South African blueberry production aims to close local supply gap

The South African blueberry season seems early this year, but as an industry expert points out: “It’s not unusually early, compared to last year, but there is definitely more fruit, and earlier in the season. It’s a mixture of earlier genetics, different cultivation techniques and climate.” 

There has been a brisk increase in blueberry plantings over the last couple of years, among which early-bearing varieties for this time of year when there’s not a lot of blueberries available on the market. Growing blueberries under tunnels and pruning manipulation are ways employed to force an earlier crop. Moreover, a significant amount of new blueberry orchards are situated in areas whose conditions provide for earlier fruit, typically in the northern parts of the country, and as far north as Zambia and Zimbabwe, although the latter is just marginally earlier than South Africa.

Blueberry growers in the provinces of Limpopo, Mpumalanga and Northwest have started selectively harvesting, some expecting to start full-time harvesting in two to three weeks’ time. One blueberry grower whose first harvest was last year, tells FreshPlaza that this year the taste has improved along with the maturity of the plants. “The fruit is very early this season. Last year we only started harvesting in week 29.”

Harvesting in the Western and Southern Cape has also commenced, helped along by the cold fronts moving over the province, aiding colour development and ripening.

Blueberry exports from South Africa will commence later this month.

Local blueberries now available for almost ten months of the year
At the moment blueberries are harvested locally for nine to ten months of the year, where around six years ago local blueberries were only available for three or four months. There is a push to close the local supply gap running from the end of March, through April and into the beginning of May.

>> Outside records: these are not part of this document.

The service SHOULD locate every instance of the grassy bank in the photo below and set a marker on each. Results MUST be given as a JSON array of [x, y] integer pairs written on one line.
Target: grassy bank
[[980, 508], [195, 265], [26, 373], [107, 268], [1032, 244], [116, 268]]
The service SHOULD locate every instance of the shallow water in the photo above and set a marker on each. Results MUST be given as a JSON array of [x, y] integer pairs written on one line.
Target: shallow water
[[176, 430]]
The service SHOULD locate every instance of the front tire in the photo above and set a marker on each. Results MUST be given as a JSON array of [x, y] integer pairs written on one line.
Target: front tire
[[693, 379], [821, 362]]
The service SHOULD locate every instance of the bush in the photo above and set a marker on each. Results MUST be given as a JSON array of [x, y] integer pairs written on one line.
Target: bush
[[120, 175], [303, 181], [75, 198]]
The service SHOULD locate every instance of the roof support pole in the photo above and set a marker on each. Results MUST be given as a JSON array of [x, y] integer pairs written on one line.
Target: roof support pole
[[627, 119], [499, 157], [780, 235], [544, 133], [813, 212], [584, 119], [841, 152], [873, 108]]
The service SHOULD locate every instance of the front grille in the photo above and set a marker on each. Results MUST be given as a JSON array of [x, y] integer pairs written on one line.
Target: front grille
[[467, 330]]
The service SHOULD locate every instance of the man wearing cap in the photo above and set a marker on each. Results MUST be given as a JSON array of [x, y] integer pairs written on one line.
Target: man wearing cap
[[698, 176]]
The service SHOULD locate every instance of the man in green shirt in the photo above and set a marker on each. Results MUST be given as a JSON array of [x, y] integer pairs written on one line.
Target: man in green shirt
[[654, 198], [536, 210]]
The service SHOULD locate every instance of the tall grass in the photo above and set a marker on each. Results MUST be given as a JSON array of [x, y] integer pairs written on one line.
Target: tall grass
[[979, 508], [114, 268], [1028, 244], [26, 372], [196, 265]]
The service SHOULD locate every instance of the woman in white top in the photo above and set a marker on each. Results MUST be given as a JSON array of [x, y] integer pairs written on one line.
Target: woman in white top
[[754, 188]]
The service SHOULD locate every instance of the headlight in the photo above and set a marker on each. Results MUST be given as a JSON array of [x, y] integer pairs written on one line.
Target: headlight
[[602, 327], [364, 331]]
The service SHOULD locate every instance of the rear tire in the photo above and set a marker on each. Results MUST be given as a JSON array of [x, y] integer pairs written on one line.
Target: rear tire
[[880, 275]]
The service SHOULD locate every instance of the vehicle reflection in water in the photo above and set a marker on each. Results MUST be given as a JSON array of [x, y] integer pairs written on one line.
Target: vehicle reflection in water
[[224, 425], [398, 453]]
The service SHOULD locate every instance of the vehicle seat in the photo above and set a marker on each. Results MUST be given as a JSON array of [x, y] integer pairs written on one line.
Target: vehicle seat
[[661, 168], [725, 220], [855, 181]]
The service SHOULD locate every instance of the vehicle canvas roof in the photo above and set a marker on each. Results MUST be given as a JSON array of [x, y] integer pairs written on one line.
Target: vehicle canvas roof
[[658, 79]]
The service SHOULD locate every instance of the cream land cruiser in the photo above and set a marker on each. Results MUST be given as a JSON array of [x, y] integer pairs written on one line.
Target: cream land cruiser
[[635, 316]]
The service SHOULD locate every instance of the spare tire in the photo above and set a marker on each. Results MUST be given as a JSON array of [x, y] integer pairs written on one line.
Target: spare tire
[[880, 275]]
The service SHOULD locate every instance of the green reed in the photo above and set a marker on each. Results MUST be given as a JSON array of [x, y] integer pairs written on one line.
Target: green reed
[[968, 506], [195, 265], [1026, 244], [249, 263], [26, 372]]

The holy grail would be a twelve month blueberry production and, to that end, some producers are experimenting with pruning techniques. However, obtaining a blueberry harvest during April and May would be technically and horticulturally very challenging. Industry experts reckon that the next window to be closed up would probably be March. 

“A May harvest would be at the expense of September, which provides a good export window for the South African industry and the month everyone’s aiming at,” reckons a blueberry grower. “So one would have to weigh up whether it’s worth sacrificing the volumes of September to get a crop in May.”

For the time being, while domestic production is unable to supply South African consumers right through the year, developments are afoot to open up new import markets, although a lot of the import activity of previous years has made way for local supply. 

Currently imports from Poland and New Zealand, apart from Zimbabwe, supplement local blueberry supplies in South Africa.